Машина гауляйтера привезла фрейлян Арсеньеву к дому, где она снимала комнату. «Если так будет продолжаться, — подумала Лиза, поднимаясь по скрипучим ступеням на крыльцо, — какие-нибудь другие партизаны, не из отряда Савельева, подумают, что я любовница гауляйтера и совершат на меня покушение. Ведь не только савельевцы имеют своих тайных агентов в городе. Вот уж тогда будет смешно, если, конечно, не убьет насмерть».
Когда она вошла в дом, Авдотья Кирилловна сразу сказала ей, что ее дожидаются. Спрашивать кто, Лиза не стала. Да и не положено. Она сразу заметила, что свет в ее комнате не горит, посетитель дожидался в темноте, значит, поняла Лиза, это кто-то из подпольщиков: не хотят, чтобы с улицы видели, свет горит, а хозяйки нет.
— Можно зажечь? — спросила она, войдя и закрыв за собой плотно дверь.
— Зажигайте, я плотно задвинула занавески, — услышала она голос Тоболевич.
Лиза запалила масляную лампу, — в темноте это было не так-то просто, — и поставила ее на стол. Инга сидела напротив, чуть более бледная, чем обычно, но собранная и строгая.
— За мной увязался какой-то шпик, — Лиза сразу рассказала Тоболевич о том, что волновало ее больше всего. — Я увидела его в первый раз, когда мы встречались с вами на почте. Он стоял в очереди за мной, отправлял телеграмму. Потом пожелал познакомится, но я сбежала. Думала, он отвязался. Но вот сегодня утром снова увидела его — маячил перед салоном Литвинской. Мне показалось, высматривал меня. Я слышала, что на почте служащая обратилась к нему «господин инженер», вероятно, он хорошо известен ей. Он следит за мной, Инга, — Лиза села рядом с Тоболевич, — это очевидно.
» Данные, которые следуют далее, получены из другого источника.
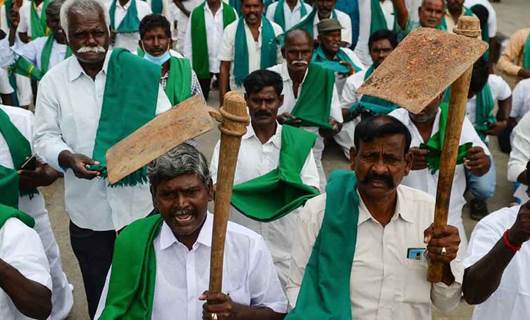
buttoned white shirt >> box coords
[508,112,530,181]
[219,17,283,91]
[287,185,463,320]
[96,213,287,320]
[184,1,237,73]
[34,50,171,231]
[464,206,530,320]
[510,79,530,121]
[107,0,151,52]
[210,124,320,287]
[266,0,313,30]
[389,108,490,252]
[0,218,52,320]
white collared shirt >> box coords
[0,218,52,320]
[266,0,313,30]
[464,206,530,320]
[219,17,283,91]
[287,185,463,320]
[184,1,237,73]
[389,108,490,254]
[210,124,320,287]
[34,50,171,231]
[107,0,151,52]
[96,213,287,320]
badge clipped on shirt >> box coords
[407,248,425,260]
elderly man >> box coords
[286,115,463,319]
[210,70,320,288]
[184,0,237,100]
[219,0,283,104]
[34,0,171,317]
[98,144,287,320]
[390,91,492,251]
[335,30,398,159]
[269,29,342,189]
[0,105,73,320]
[0,204,52,320]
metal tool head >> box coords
[357,28,488,113]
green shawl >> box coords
[30,0,50,39]
[291,63,335,129]
[420,102,472,174]
[273,0,307,31]
[99,214,159,320]
[311,45,361,74]
[164,57,192,106]
[232,16,277,89]
[0,204,35,228]
[232,126,319,222]
[0,108,38,208]
[90,48,160,186]
[190,2,237,80]
[109,0,140,33]
[285,170,359,320]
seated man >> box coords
[286,115,463,320]
[96,144,287,320]
[0,205,52,319]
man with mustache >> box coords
[390,89,491,252]
[210,70,320,288]
[34,0,171,317]
[269,29,342,189]
[219,0,283,105]
[285,115,463,320]
[93,143,287,320]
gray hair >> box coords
[147,143,210,187]
[61,0,110,37]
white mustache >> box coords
[77,46,107,53]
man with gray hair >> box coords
[96,144,287,320]
[34,0,171,317]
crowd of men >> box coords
[0,0,530,320]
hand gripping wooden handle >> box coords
[209,92,249,293]
[427,16,480,283]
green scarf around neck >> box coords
[190,1,237,80]
[90,48,160,186]
[291,63,335,129]
[109,0,140,33]
[0,108,38,208]
[30,0,50,39]
[420,102,472,174]
[273,0,307,31]
[99,214,163,320]
[311,45,361,74]
[164,57,192,106]
[285,170,359,320]
[0,204,35,229]
[232,16,278,89]
[232,125,319,222]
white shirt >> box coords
[266,0,313,30]
[210,124,320,287]
[510,79,530,121]
[96,213,287,320]
[0,218,52,320]
[184,1,237,73]
[466,74,512,124]
[34,50,171,231]
[507,112,530,181]
[107,0,151,52]
[464,206,530,320]
[464,0,497,38]
[389,108,490,250]
[219,17,283,91]
[287,185,463,320]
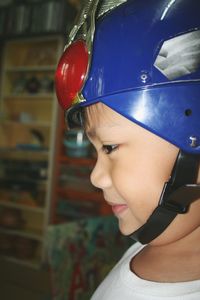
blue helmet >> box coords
[56,0,200,243]
[56,0,200,154]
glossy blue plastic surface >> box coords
[77,0,200,154]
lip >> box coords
[111,204,128,215]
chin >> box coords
[119,219,139,236]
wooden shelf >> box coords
[56,187,104,202]
[0,35,64,266]
[0,255,41,270]
[0,149,49,160]
[59,155,95,166]
[0,200,44,214]
[0,227,43,242]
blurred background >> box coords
[0,0,132,300]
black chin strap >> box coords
[130,151,200,244]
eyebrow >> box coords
[85,128,97,138]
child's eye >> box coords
[102,145,118,154]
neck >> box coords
[130,227,200,282]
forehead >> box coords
[85,102,132,130]
[85,103,149,140]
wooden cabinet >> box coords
[0,36,63,266]
[51,110,111,224]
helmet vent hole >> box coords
[185,109,192,117]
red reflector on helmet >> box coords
[55,40,88,109]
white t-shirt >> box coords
[91,243,200,300]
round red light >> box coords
[55,40,88,109]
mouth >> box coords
[108,202,128,215]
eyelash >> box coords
[102,145,118,155]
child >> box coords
[56,0,200,300]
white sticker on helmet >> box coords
[154,30,200,80]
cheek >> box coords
[112,164,163,225]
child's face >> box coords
[86,104,178,239]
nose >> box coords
[90,157,112,190]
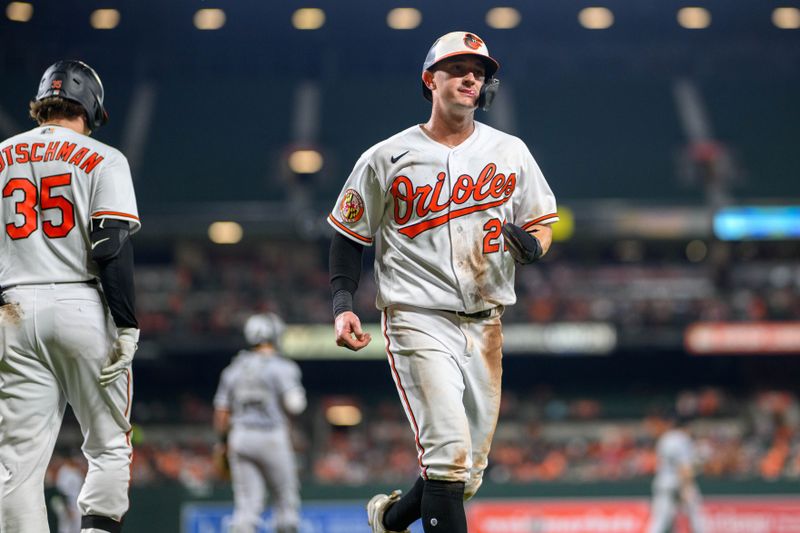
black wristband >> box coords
[333,289,353,318]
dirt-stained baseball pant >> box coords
[383,305,503,499]
[228,427,300,533]
[0,283,133,533]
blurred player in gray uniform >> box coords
[647,417,706,533]
[328,31,558,533]
[214,313,306,533]
[0,61,140,533]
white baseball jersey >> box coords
[0,125,140,287]
[653,429,695,489]
[328,122,558,313]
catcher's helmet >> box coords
[244,313,286,346]
[422,31,500,110]
[36,60,108,130]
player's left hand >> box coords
[99,328,139,387]
[503,222,544,265]
[334,311,372,352]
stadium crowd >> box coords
[51,388,800,494]
[137,242,800,342]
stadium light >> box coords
[292,7,325,30]
[486,7,522,30]
[686,240,708,263]
[289,150,324,174]
[208,221,244,244]
[578,7,614,30]
[772,7,800,30]
[678,7,711,30]
[325,405,362,426]
[6,2,33,22]
[194,8,225,30]
[386,7,422,30]
[89,9,120,30]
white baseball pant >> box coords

Но что ему нужно? Поклонник или гестаповская ищейка?
— Инженер? — Тоболевич внимательно посмотрела на Лизу. — С почты? Насколько я помню там был инженер с нашего завода, фамилия его Бахметьев. Я столкнулась с ним, когда уходила. Он заведует у немцев производством. Ничего особенного о нем сказать не могу, сам, как и вы, из «бывших», простите, конечно. В советское время работал рядовым инженером. Но завод эвакуировали, многие специалисты уехали, а у него больная мать, не ходит, прикована к постели, вот он и остался. Но человек приличный. Несколько раз мои люди вынимали чертежи из его конторы, я уверена, что он догадывался о том, кто это сделал, но смолчал, не донес.